A lot of ground to make up

Updated
 
A lot of ground to make up
A lot of ground to make up

With Rick Santorum stepping aside, Gallup marked the end of its polling on the race for the Republican presidential nomination with an interesting report the other day. The point was to highlight some historical context – how does Mitt Romney’s standing among GOP voters compare to other recent party nominees?

As it turns out, not well. Going back to 1976, the Republican nominee, at the end of the nomination fight, enjoyed GOP support between 57% and 86%. Romney’s support as of this week in his own party? 42%.

There’s every reason to believe this will soon change and shift heavily in Romney’s favor. As we saw yesterday, a stray remark on CNN from a pundit most Republicans had never heard of was enough to cause conservatives everywhere to rally behind the Romney campaign as if they’d been ordered to do so.
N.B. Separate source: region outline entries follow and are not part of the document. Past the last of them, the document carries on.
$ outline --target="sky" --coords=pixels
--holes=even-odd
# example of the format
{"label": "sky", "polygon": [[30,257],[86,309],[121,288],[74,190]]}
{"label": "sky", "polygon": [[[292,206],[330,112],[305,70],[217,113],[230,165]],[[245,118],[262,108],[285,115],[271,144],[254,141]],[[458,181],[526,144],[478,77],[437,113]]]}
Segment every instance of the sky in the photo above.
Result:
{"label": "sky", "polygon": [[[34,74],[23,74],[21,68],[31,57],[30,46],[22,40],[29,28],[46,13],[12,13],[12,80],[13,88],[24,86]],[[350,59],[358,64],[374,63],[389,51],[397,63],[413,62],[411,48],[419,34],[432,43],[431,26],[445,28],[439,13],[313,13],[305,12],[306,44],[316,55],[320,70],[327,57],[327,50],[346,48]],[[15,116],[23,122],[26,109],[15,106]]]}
It was a reminder that Republican will coalesce around their nominee – they always do.

But this hints at a larger, ongoing issue about Romney’s lukewarm support overall. BuzzFeed’s Zeke Miller, using CNN polling data, posted an interesting item this week comparing Romney’s favorable/unfavorable numbers with other recent presidential challengers. I put together this chart to help highlight the results.

There may be a sense that Romney’s troubles are routine, since candidates who’ve endured a long, contentious nominating process are inevitably bruised by the process. But this chart reinforces the fact that Romney is in unusually bad shape, since other recent challengers have been far better liked after wrapping up their party’s nod in their respective campaigns.

This is not to say Romney can’t improve his standing – though it isn’t easy to change perceptions like these, it’s only April and he has plenty of time (and money) to impress underwhelmed voters.

But this, at a minimum, poses another challenge for the former governor. As we talked about the other day, especially in the television era, the candidate who’s better liked is generally better positioned to win, and at least at this point, voters’ perceptions of Romney just aren’t favorable at all. After nearly six years on the national campaign trail, Americans don’t seem to like the guy.